I remember Gramma putting on her apron and asking us to go with her. It was a sweltering hot summer day, and we slowly walked along the edge of the woods along the driveway, then the hedgerow along the back field. Pricked fingers as we worked at our task weren’t a major deal to us. We knew what this was for.
As we neared the back edge of the field we’d carefully climb the hill to the next field up, and simply repeat the process along that hedgerow, cross the field and continue on. Hours would go by. Hurt fingers. Wet, matted hair, sticky shirts all stained red. Happy hearts and happy kids.
Berry picking was a science.
Carefully examining each bunch of green leaves, turning some aside with our forearms to look deep into the plant for big, red, luscious berries. Picking only the reddest berries. The ones that fall into your fingers as you brush them gently.
Usually Gramma used her apron as a basket for the delicious berries we brought home. Many times, though, we’d each have our own buckets. Those were the special days, when we knew there would be too many berries picked to make Gramma’s delicious pie and instead they would go straight into our mouths!
Lessons on pie making
We’d return to the house with our treasures. Gramma would set up her pie-making station on the kitchen counter and I’d watch her every move knowing that if I were patient I would be rewarded with cinnamon-coated pie crust before the pie even went into the oven.
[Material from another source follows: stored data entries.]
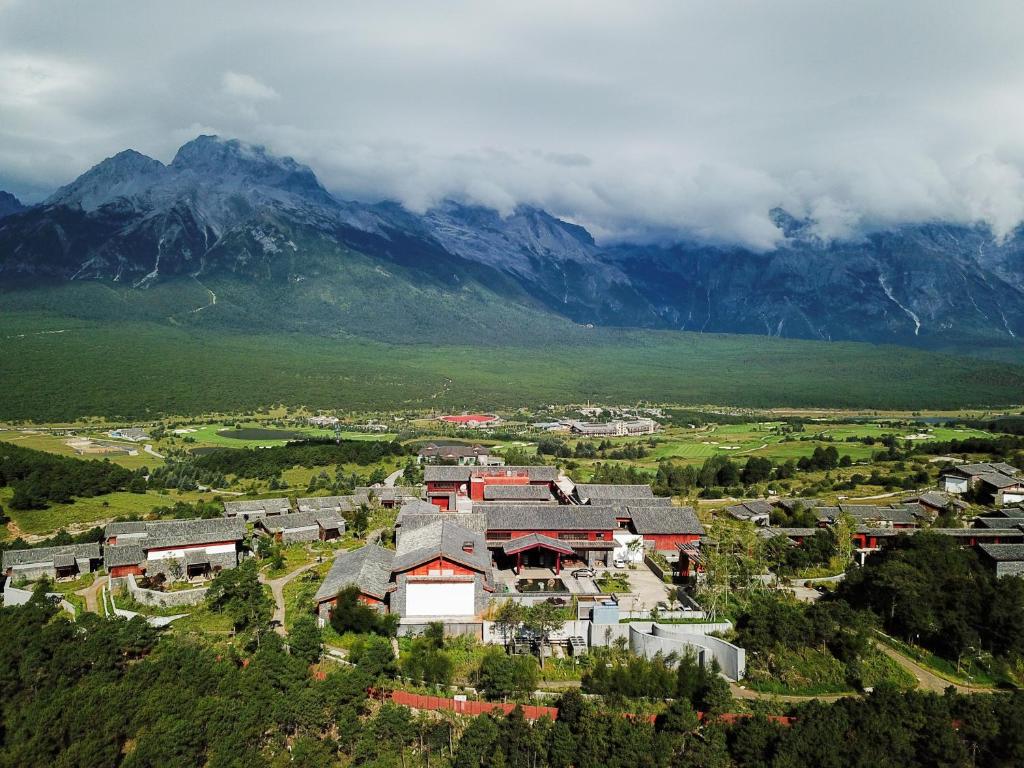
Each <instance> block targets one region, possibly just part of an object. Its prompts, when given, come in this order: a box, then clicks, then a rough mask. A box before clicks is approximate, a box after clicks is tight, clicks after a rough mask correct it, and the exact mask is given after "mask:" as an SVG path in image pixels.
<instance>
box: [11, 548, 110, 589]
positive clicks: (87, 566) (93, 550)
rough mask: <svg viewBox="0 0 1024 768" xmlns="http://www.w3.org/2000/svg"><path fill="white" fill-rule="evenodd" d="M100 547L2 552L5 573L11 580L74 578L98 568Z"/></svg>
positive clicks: (40, 548)
mask: <svg viewBox="0 0 1024 768" xmlns="http://www.w3.org/2000/svg"><path fill="white" fill-rule="evenodd" d="M100 561H101V555H100V551H99V544H98V543H96V544H70V545H67V546H62V547H36V548H35V549H10V550H7V551H6V552H4V553H3V561H2V562H3V573H4V574H5V575H6V577H7V578H9V579H10V580H12V581H17V580H20V579H25V580H27V581H30V582H32V581H35V580H37V579H42V578H44V577H45V578H48V579H74V578H77V577H79V575H81V574H83V573H91V572H92V571H93V570H95V569H96V568H98V567H99V563H100Z"/></svg>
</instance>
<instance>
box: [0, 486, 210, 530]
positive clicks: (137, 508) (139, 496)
mask: <svg viewBox="0 0 1024 768" xmlns="http://www.w3.org/2000/svg"><path fill="white" fill-rule="evenodd" d="M12 493H13V492H12V490H11V489H10V488H0V506H2V507H3V508H4V510H5V512H6V514H7V516H8V517H10V519H11V522H12V523H13V524H14V525H15V526H16V527H17V529H18V530H20V531H22V532H23V534H27V535H30V536H48V535H50V534H54V532H56V531H57V530H59V529H60V528H69V527H72V526H74V527H76V528H85V527H91V525H92V524H98V523H100V522H101V521H104V520H110V519H112V518H115V517H121V516H123V515H145V514H148V513H150V512H151V511H152V510H153V509H154V508H155V507H164V506H170V505H172V504H174V502H176V501H188V502H191V501H196V500H197V499H201V498H206V499H209V498H211V495H209V494H206V495H203V494H196V493H186V494H178V493H177V492H174V493H171V494H168V495H166V496H165V495H162V494H158V493H155V492H150V493H146V494H128V493H117V494H108V495H105V496H97V497H93V498H92V499H78V500H76V501H75V502H74V503H72V504H54V505H52V506H51V507H49V508H48V509H29V510H20V509H11V508H10V497H11V495H12Z"/></svg>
Gram would measure out the flour, the shortening, kneed and roll the crust patiently, expertly lift and place it in the pie pan. Then she’d trim off the extra, dust it generously with cinnamon sugar and place that in the oven. She’d turn her attention to washing the berries and fold them in with some sugar and work her magic.
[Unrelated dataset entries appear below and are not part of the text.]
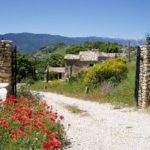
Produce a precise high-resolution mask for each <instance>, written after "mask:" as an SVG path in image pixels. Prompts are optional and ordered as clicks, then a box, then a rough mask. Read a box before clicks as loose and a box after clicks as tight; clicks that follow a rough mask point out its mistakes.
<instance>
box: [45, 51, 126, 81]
mask: <svg viewBox="0 0 150 150" xmlns="http://www.w3.org/2000/svg"><path fill="white" fill-rule="evenodd" d="M118 56H122V57H126V54H124V53H104V52H96V51H81V52H79V54H78V55H74V54H66V55H65V57H64V60H65V67H48V68H47V69H46V70H45V81H47V80H48V73H50V72H55V73H57V77H56V78H57V79H66V78H68V77H70V76H72V75H76V74H78V73H79V72H80V71H82V70H86V69H88V68H89V67H92V66H94V65H95V64H97V63H100V62H103V61H105V60H107V59H111V58H115V57H118Z"/></svg>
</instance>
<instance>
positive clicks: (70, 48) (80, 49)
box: [66, 45, 86, 54]
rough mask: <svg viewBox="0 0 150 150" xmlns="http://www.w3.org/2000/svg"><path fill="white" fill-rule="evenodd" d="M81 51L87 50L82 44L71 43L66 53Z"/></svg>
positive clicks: (77, 53) (68, 47)
mask: <svg viewBox="0 0 150 150" xmlns="http://www.w3.org/2000/svg"><path fill="white" fill-rule="evenodd" d="M80 51H86V49H85V47H84V46H82V45H71V46H70V47H68V48H67V49H66V54H78V53H79V52H80Z"/></svg>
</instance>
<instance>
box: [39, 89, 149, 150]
mask: <svg viewBox="0 0 150 150" xmlns="http://www.w3.org/2000/svg"><path fill="white" fill-rule="evenodd" d="M41 94H42V95H44V97H45V100H46V101H47V102H48V104H49V105H53V107H54V109H55V110H57V111H58V112H59V114H62V115H64V117H65V121H64V125H65V127H66V128H67V126H68V124H71V128H70V129H69V130H68V131H67V135H68V138H69V139H70V140H71V143H72V144H71V145H70V147H68V148H67V149H70V150H150V114H146V113H143V112H141V111H140V110H139V111H134V109H131V108H123V109H114V108H113V106H111V105H110V104H98V103H95V102H89V101H83V100H79V99H75V98H69V97H65V96H62V95H57V94H52V93H43V92H41ZM66 104H67V105H72V106H77V107H78V108H80V109H81V110H84V111H86V114H87V115H82V113H81V114H73V113H71V112H70V111H68V110H67V109H66V108H65V107H64V105H66Z"/></svg>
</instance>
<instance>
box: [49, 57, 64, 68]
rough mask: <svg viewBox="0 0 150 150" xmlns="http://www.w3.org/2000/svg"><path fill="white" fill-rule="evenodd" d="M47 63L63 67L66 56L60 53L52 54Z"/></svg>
mask: <svg viewBox="0 0 150 150" xmlns="http://www.w3.org/2000/svg"><path fill="white" fill-rule="evenodd" d="M47 65H49V66H52V67H63V66H64V57H63V56H62V55H60V54H52V55H51V56H50V57H49V59H48V62H47Z"/></svg>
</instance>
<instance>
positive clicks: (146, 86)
mask: <svg viewBox="0 0 150 150" xmlns="http://www.w3.org/2000/svg"><path fill="white" fill-rule="evenodd" d="M138 104H139V106H140V107H142V108H145V107H147V106H149V105H150V44H147V45H144V46H141V58H140V78H139V97H138Z"/></svg>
**Watching and helping Gramma make her raspberry pies was a magical experience.
Lessons on being there
I don’t remember many of the conversations my Gramma and I ever had (aside from her rightly yelling once at me to remove my sneakers from the dining room table) and I definitely don’t remember any of the talks we had while she made pies. But I do remember the love.
I remember her being there.
I remember the sweetness I experienced by her presence.
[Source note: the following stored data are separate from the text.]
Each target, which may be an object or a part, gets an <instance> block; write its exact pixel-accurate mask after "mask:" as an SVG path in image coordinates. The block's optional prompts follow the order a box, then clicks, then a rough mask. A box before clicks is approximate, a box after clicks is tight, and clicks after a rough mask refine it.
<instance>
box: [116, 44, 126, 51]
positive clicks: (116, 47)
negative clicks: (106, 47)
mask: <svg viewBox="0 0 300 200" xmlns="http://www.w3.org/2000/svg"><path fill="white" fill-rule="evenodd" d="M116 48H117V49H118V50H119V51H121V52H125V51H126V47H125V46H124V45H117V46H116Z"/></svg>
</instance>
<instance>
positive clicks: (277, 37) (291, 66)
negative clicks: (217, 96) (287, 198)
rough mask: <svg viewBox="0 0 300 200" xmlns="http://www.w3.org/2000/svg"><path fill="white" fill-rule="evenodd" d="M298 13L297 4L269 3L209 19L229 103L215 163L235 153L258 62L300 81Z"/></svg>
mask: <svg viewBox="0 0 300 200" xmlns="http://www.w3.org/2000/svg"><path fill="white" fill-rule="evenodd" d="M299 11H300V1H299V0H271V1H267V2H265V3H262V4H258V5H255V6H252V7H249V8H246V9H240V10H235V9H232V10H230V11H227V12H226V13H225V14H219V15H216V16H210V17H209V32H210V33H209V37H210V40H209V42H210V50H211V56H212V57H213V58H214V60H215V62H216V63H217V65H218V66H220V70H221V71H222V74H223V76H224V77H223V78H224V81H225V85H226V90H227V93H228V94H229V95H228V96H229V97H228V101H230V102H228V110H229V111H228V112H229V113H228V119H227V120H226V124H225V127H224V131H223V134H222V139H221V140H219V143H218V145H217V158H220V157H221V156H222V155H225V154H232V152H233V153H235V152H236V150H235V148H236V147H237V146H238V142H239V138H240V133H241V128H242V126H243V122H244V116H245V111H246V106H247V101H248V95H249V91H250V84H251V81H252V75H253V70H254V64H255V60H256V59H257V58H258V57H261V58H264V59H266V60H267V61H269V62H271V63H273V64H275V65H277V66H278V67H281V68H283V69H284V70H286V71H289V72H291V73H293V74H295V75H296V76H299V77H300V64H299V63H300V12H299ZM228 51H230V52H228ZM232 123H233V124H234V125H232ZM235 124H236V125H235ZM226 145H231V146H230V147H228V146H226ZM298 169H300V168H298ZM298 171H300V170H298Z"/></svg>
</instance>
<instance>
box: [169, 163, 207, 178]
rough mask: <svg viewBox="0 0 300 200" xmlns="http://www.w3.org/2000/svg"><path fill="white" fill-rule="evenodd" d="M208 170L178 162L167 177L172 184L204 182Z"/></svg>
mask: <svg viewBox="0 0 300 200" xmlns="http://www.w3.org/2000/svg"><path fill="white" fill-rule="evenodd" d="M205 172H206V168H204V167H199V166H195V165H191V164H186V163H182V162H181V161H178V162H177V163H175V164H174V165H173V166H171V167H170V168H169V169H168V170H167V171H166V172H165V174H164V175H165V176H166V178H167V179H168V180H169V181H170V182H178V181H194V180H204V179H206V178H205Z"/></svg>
Gramma and I were both invested in our pie-making projects. But it was more than that. She was invested in me. Walking beside me, guiding me in so many ways in my young life.
Gramma passed away quite a few years ago now. But every now and then moments crop up and I wish my boys had the opportunity to experience her. Not to experience the oh-so-many times she was there after a rough day at school, or to receive the scolding she gave my brother and sister so many times. Rather, simply to experience being part of her life and having her as part of theirs.
**Pie making with Gramma wasn’t a magical experience because of her recipe or her technique. In fact, I have no idea how to make her pie. It was magical because it was done with her being present in the moment with me.
- To be patient.
- To be thorough.
- To work hard.
- To be diligent.
- That hard work sometimes means pain.
- To be meticulous and weed out the rotten.
- To spend the time.
- There are times for silence.
I think the biggest lesson I learned was to spend the time next to each other, working on a common goal. Listening to each other, talking, sharing. Loving……………….Being.
Many (both kids and adults) are not able to experience these. But many of us have kids and adults in our lives that we can make a difference to.
We can each make a difference by just being there. By loving. By being.
But how neat it would be to share an experience. That someone would remember you being invested in them. That they would someday look back and know they had learned many lessons.